First posted 12/12/2008 10:04 a.m.
Unanimously, school board members in District 91 last week voted to approve an administrative proposal that will radically alter how elementary classrooms are configured, beginning with the 2009-10 school year. The changes should also negate a long-standing practice of shuffling kids between the different schools so that smaller class sizes can be maintained.
The introduction of so-called developmental centers, or grade-level centers, will group students in an entirely different way than what has traditionally been done in the four K-5 elementary schools. Instead, students in the primary grade levels on the north side of town will attend Garfield Elementary until they reach the third grade, when they’ll move to Grant-White.
The same applies south of the Eisenhower. Children in grades K-2 will attend Betsy Ross Elementary, while students in grades 3-5 will attend Field-Stevenson.
The middle school, located adjacent to Field-Stevenson, will not be affected by the change.
The decision was made Dec. 11 following months of sometimes discordant debate. With the proposal, Superintendent Lou Cavallo sought an end to so-called class balancing while managing a declining enrollment.
Cavallo introduced the proposal in September as a way to guarantee families know where their child will receive instruction. As it is, a cap of 20 students per classroom requires administrators to move kids between the four neighborhood schools. Often, the decision of which child will be relocated to which school is not known until classes begin.

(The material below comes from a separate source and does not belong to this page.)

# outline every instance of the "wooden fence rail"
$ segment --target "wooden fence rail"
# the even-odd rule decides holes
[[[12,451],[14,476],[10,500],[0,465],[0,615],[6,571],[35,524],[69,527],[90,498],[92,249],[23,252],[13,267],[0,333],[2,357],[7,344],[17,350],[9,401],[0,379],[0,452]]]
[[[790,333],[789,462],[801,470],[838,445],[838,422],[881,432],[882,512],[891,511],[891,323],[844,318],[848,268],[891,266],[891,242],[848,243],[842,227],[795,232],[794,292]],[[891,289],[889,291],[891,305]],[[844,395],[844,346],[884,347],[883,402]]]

This practice, according to board members and administrators, is absolutely flawed.
“It is utterly unfair for kids and families not to know what school their kids are going to go to until the first day of school,” board member Frank Mott said.
Mott gave an emotionally charged explanation of his vote, and recounted the fight his family waged some 10 years ago to keep their daughter from being relocated from Garfield Elementary as a result of class balancing. Like many families, Mott said he and his wife purchased a home near the school with the expectation that their daughter would attend what is arguably the highest-achieving school in District 91.
After winning their child a spot at Garfield, Mott said he never had second thoughts about possibly ousting someone else’s child.
“Was there another kid that got booted because we fought,” Mott asked during last week’s meeting. “I don’t know. And I didn’t care, because I wanted my kid to go to Garfield. Shame on me. Shame on me.”
Mott also pointed the finger at the school district and the community for allowing this practice to persist for so many years.
Throughout the discussion on whether to adopt the superintendent’s proposal, parents within the Garfield community were among the most outspoken critics, and drew suggestions of racism and elitism as a result. Members of the close-knit school community who opposed the changes said Cavallo’s plan would hobble any chances for continued success.
The school’s principal, however, Jamie Stauder, has said from the outset that she supports the plan. Following the school board’s vote, Stauder said it was a “good decision” and she was looking forward to getting started.
Until only recently, no other school in the district could boast the type of perennial success on standardized exams as Garfield. Parents in the neighborhood have earned the respect of district officials for leading some of the most educationally involved households.
The attendance area is also far more affluent than its neighbor to the north, Grant-White Elementary, with which students will be combined under the new structure. Educators and parents in the community have dubbed the neighborhood surrounding the popular school “Garfield Heights.”
Grant-White, meanwhile, has struggled to finally begin an upward trend with respect to high-stakes exams. Neighborhood residents are generally more transient, have fewer economic resources and 70 percent of the student body is black. Roughly 32 percent of Garfield students are black.
Maintaining-or improving-parental involvement under the new structure was a key argument for those on both sides. At last week’s meeting, district officials said they expect interested parents will remain so regardless of the vote.
“It has been said that parental involvement will decline,” Cavallo said of his proposal. “I think just the opposite. Parents choose to be involved or not, regardless of what we do.”
The school board meeting saw a larger than normal turnout with some 25 to 30 people in the audience. Two community members addressed the board at the outset of the meeting and asked that the restructuring be rejected.
Two logistical changes to the plan were introduced during the meeting.
Previously, administrators discussed using two buses on each side of town to transport students between the grade-level centers. Doing so would require staggering the starting times between the schools, a tactic that drew criticism from parents. As an alternative, administrators said each building could begin and end the day at the same time if four one-way bus routes are implemented. Financially, there would be no difference than if two round-trip routes were used.
The original proposal was also tweaked so that second-grade students could attend Betsy Ross. However, if the district sees an increase in the demand for its junior kindergarten program, junior kindergarten students living on the south side of town would attend that program at Field-Stevenson, not Betsy Ross.
Betsy Ross has only nine classrooms, according to Cavallo, and will be occupied by students in kindergarten, first-grade and second-grade. There simply isn’t enough room at Betsy Ross to accommodate another class, he said.
On the north side of town, junior kindergarten will be housed at Garfield School.
Currently, all of the district’s junior kindergarten students are bused to a single location.
In the coming weeks, educators will begin more intensive planning for the transition, including a variety of activities to introduce students and parents to their new peers.